The Helsinki Summit, as it was dubbed, saw US President Donald Trump and Russia’s Vladimir Putin come together with a formal agenda to discuss US-Russia relations, disarmament, the Syria and Ukraine crises, and the situation on the Korean Peninsula. But the moment was judged as a contest and a spectacle far more than on what the talks were supposed to deliver.
Moscow declared the winner
In the wake of special counsel Robert Mueller’s indictment of 12 Russian intelligence operatives last week, many hoped that Trump would demand Putin concede to meddling in the 2016 US presidential election. Prior to the summit, the Trump administration had even hinted that the US would take a firmer stance on Russia’s “malign activity” in Syria and the Ukraine. But in the press briefing following the one-on-one meeting (full transcript here), Trump argued the fault was shared.
I hold both countries responsible. I think the United States has been foolish. I think we have all been foolish. We should have had this dialogue a long time ago, a long time frankly before I got to office. I think we’re all to blame.
Prominent voices declared Moscow the winner of the summit. Not only did Trump tacitly accept Putin’s “extremely strong and powerful” denial of election meddling, but he diverted attention away from the issue and fell back on his favourite refrain: Hillary Clinton’s emails. This outcome may not be surprising, and members of Congress have already criticised Trump’s performance at the summit, fearing it will have a deleterious impact on US national interests.
Other important issues were also sidelined.

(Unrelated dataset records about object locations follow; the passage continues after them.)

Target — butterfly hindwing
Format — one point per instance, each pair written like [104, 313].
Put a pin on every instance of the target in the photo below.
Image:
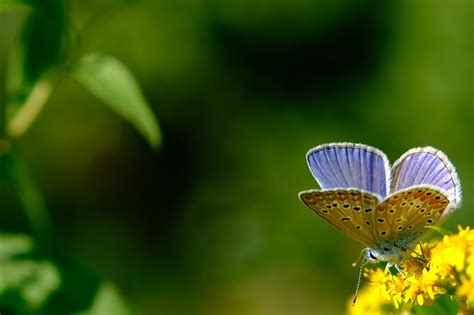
[344, 209]
[405, 214]
[427, 166]
[349, 165]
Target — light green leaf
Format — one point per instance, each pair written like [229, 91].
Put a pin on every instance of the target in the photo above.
[110, 81]
[14, 244]
[27, 282]
[108, 301]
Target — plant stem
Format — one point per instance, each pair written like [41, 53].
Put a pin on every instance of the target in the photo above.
[32, 201]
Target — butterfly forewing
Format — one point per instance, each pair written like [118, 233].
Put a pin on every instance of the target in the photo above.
[349, 165]
[347, 210]
[404, 215]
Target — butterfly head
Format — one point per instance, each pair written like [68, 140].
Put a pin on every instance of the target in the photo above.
[372, 256]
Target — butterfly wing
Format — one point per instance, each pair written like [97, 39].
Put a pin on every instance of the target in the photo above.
[344, 209]
[427, 166]
[402, 217]
[349, 165]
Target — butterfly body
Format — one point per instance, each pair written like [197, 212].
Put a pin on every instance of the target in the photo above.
[386, 209]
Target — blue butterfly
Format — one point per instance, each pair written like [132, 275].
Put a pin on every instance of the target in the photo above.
[387, 209]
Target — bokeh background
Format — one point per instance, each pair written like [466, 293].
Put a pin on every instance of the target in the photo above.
[211, 222]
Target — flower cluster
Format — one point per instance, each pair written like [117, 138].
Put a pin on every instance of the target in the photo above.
[445, 267]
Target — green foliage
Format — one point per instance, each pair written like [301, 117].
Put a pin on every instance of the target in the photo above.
[108, 301]
[110, 81]
[26, 282]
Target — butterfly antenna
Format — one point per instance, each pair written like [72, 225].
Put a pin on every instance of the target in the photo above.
[362, 265]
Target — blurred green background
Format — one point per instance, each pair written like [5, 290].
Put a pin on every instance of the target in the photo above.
[211, 223]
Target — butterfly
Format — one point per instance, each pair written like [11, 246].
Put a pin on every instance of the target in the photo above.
[387, 209]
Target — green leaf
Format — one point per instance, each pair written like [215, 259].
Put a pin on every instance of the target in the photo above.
[110, 81]
[26, 282]
[39, 49]
[108, 301]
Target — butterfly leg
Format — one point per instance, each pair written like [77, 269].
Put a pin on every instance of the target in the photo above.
[387, 267]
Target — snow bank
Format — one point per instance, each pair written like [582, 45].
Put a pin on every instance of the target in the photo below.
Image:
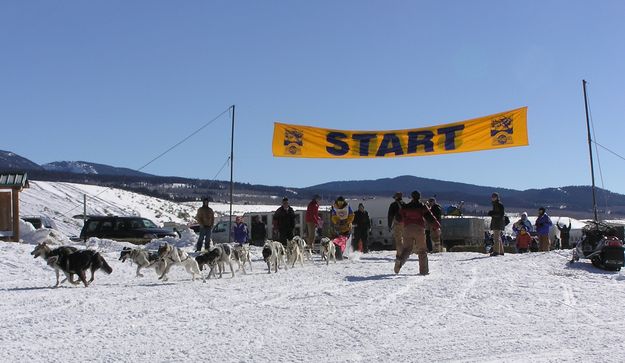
[471, 308]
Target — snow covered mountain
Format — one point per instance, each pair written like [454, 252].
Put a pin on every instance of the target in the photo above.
[83, 167]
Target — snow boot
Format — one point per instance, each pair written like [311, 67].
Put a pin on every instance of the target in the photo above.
[398, 265]
[423, 264]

Putin dedicated all of two sentences to the Ukraine; when pushed for further commentary, he recognised the objection by the US to the annexation of Crimea, reasserted Russia’s compliance with international law, and promptly moved on.
During a subsequent television interview, Putin also dismissed responsibility for the Skripal attack in the UK.

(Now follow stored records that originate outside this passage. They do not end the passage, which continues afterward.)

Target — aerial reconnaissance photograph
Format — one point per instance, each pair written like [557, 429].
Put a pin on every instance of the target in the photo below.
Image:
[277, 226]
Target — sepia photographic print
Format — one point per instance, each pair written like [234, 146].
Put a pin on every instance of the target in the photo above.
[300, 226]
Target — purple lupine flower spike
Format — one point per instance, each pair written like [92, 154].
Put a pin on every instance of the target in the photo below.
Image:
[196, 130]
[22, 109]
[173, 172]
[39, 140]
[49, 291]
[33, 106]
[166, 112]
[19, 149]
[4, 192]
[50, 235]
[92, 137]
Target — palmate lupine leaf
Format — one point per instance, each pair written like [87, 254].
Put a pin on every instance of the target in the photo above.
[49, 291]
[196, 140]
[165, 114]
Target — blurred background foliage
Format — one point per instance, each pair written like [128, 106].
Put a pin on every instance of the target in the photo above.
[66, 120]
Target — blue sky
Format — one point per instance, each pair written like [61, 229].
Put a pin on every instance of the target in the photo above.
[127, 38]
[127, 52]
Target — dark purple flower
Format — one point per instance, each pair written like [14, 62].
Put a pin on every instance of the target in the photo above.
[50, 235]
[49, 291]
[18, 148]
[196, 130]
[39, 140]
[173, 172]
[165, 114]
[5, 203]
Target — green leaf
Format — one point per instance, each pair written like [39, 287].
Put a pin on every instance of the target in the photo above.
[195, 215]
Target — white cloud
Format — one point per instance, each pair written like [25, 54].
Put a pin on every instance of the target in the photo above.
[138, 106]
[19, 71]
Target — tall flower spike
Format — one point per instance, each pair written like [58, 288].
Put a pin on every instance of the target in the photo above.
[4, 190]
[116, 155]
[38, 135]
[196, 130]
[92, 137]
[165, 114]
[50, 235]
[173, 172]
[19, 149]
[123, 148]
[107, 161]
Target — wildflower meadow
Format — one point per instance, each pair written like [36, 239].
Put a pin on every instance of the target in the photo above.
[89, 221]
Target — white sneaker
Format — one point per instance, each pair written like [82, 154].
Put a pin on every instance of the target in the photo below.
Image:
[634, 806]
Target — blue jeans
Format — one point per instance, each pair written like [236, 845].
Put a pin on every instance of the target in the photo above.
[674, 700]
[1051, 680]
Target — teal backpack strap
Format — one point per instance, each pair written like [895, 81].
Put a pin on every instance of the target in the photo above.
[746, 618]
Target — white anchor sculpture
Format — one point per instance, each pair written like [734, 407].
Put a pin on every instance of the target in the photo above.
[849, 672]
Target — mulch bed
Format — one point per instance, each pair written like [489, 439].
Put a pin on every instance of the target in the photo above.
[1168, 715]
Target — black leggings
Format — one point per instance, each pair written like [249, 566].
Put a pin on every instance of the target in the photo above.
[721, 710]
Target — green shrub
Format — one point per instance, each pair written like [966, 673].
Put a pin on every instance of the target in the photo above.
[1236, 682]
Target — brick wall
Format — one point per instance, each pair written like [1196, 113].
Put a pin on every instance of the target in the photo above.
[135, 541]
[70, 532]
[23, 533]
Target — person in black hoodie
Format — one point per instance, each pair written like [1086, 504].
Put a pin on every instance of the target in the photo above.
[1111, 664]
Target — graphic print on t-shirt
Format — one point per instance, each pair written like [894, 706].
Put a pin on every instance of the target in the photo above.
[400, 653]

Trump, meanwhile, took to Twitter to reject criticism of his attitude towards intelligence assessments.
As I said today and many times before, “I have GREAT confidence in MY intelligence people.” However, I also recognize that in order to build a brighter future, we cannot exclusively focus on the past – as the world’s two largest nuclear powers, we must get along! #HELSINKI2018— Donald J. Trump (@realDonaldTrump) July 16, 2018
Words, at least
Amid a chorus of voices criticising Trump’s behaviour at the Helsinki Summit, Trump himself sought to praise the fact of dialogue:
Our relationship has never been worse than it is now. However, that changed as of about four hours ago. I really believe that. Nothing would be easier politically than to refuse to meet, to refuse to engage. But that would not accomplish anything.
He found support. Dmitri Trenin, director of the Carnegie Moscow Centre, wrote:
Helsinki will mark the first détente in the four-year-old Hybrid War between Russia and the United States … The two sides would need to come up with potential deliverables and, in the process, reengage with each other after a break of several years … US-Russian relations will not be miraculously transformed as a result. The Hybrid War will continue. But some rules will be laid down, and a measure of dialogue will be taking place.
Let’s not forget the nukes
Arms control is one arena that certainly needs talk. Last year, Graham Allison set out an uncomfortable truth:
While the Soviet Union disappeared, its superpower arsenal certainly did not … However demonic, however destructive, however devious, however deserving of being strangled Russia is, the brute fact is that we cannot kill this bastard without committing suicide.
The New START Treaty will expire in 2021 with no confirmed renewal or replacement in sight. Moreover, there have been accusations from both Russia and the US that the other side is breaching the Intermediate-Range Nuclear Forces (INF) Treaty.
Olga Oliker, director of the Russia and Eurasia Program at CSIS, and Kimberly Marten, chair of the Political Science department at Barnard College, explained their hopes ahead of the summit:
New START, INF and military-to-military contacts are areas where bilateral progress not only is attainable but would represent a real breakthrough … Agreement in these areas would, importantly, not reward Russia for bad behaviour … A focus on arms control and military discussions can ensure that even as Washington and Moscow continue to disagree and compete in years to come, they are better equipped to calibrate their policies and avoid instability.
Talking to the Kremlin
Talking to Moscow doesn’t mean appeasing the Kremlin. It’s necessary to create a distinction between keeping lines of communication open and giving in to Moscow’s demand. Trump sought to cast the US-Russian rivalry in a different light, competitive, rather than dysfunctional. He said of Putin:
I called him a competitor. And a good competitor he is. And I think the word ‘competitor’ is a compliment.